There is no requirement in law to subscribe to any regulations, he says.

"There's no way to force anyone keeping roadside zoo to raise their standards other than public pressure. As long as visitors go there they'll continue their practices," he says.

"But this is Alberta, this is not southeast Asia where the expectations are different," says Lanthier.

"Conditions remain substandard and in some cases actually worsened," wrote Zoocheck's Julie Woodyer last May to Blakeman and Cardinal.

Cardinal's response was that there are "no violations of the Animal Protection Act or Wildlife Act."

The national animal protection group listed several concerns observed during visits this year to GuZoo.

They included ill or emaciated animals, animals with visible injuries, poorly constructed and inappropriate cages and enclosures, inadequate space for many animals, inappropriate floor surfaces, and inappropriate social groupings such as primate species in solitary conditions.

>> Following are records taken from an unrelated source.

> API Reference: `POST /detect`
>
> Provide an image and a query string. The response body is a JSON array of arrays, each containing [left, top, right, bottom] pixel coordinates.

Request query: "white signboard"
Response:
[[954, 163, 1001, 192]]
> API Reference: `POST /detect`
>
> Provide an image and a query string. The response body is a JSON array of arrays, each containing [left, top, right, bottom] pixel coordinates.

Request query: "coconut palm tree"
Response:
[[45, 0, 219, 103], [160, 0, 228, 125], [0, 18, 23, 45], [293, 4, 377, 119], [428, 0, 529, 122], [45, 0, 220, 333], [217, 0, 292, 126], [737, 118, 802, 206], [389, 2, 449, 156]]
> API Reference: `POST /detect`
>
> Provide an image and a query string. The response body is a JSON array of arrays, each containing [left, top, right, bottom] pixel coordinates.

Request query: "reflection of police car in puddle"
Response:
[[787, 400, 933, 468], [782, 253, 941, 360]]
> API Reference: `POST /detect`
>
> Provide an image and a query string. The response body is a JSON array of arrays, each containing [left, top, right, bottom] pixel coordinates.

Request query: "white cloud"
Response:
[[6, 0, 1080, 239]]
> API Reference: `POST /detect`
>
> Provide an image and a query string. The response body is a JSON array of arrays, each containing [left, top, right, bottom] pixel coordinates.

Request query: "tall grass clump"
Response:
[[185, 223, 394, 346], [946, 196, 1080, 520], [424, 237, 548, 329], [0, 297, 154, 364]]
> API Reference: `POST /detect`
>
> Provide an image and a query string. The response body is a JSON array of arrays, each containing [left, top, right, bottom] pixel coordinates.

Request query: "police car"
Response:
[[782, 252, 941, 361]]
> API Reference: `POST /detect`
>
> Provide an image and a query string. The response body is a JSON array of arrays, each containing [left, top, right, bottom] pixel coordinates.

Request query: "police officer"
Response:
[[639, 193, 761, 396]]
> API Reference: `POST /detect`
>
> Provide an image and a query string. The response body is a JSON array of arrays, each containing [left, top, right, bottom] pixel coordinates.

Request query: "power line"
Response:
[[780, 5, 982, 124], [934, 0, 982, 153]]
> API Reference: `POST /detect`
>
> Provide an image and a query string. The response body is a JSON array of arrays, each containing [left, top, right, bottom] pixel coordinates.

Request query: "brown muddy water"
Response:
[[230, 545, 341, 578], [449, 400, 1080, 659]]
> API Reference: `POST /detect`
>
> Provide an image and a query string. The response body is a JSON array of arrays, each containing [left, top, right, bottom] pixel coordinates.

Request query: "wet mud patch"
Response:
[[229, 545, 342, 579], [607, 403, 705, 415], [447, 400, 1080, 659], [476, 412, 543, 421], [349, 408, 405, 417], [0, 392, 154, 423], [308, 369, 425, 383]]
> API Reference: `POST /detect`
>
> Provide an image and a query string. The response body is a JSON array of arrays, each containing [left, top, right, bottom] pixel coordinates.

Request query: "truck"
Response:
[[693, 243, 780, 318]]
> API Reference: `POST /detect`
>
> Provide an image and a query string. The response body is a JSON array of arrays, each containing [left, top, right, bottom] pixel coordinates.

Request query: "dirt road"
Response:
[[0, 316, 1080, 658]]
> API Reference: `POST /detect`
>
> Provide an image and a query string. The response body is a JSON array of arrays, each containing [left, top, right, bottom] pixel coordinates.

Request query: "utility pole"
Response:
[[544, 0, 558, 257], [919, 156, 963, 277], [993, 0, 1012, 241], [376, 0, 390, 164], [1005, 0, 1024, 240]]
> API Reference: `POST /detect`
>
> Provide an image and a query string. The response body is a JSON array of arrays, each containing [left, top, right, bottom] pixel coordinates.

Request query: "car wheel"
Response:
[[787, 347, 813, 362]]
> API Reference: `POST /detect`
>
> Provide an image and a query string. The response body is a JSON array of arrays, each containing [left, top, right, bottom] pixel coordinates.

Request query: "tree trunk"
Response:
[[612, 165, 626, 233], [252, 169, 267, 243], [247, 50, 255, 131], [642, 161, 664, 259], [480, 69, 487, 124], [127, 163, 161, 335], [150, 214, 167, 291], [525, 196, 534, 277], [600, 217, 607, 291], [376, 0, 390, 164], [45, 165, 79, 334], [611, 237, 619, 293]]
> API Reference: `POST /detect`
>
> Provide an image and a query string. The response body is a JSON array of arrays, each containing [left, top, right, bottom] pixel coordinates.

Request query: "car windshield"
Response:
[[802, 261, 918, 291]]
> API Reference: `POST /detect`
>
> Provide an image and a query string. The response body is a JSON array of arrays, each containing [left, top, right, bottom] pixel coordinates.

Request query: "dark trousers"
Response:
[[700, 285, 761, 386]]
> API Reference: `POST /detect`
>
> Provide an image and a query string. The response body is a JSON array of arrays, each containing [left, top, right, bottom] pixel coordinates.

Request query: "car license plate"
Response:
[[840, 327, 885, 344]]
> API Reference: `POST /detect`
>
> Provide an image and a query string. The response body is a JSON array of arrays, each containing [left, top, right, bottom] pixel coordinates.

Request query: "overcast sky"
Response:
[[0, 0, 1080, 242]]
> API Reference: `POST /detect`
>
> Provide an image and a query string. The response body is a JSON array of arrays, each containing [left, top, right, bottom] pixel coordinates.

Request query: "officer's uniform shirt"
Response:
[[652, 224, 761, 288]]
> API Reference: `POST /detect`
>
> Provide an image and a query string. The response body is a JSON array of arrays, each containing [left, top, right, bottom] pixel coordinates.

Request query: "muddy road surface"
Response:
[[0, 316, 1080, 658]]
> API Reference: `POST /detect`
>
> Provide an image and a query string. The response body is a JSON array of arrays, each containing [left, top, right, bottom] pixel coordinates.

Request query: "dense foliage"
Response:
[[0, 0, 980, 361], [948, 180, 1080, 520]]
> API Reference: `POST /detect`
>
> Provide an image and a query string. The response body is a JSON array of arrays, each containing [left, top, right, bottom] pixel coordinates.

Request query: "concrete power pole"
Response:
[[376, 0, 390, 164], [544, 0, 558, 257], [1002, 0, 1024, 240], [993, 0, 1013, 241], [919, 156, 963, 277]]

"The GuZoo debacle has gone on for more than a decade and is an embarrassment to the Province of Alberta. It is time this issue was dealt with once and for all," wrote Woodyer.

In mid-July, Blakeman decided to investigate GuZoo and was troubled by the lack of water and animals just "stuck" in pens with no stimulation.

"There appears to be a lack of knowledge of animal care. They're nice people, really well-intentioned, but they have no background in zoology or animal husbandry," says Blakeman.

"I question the minister granting an extension of that permit again."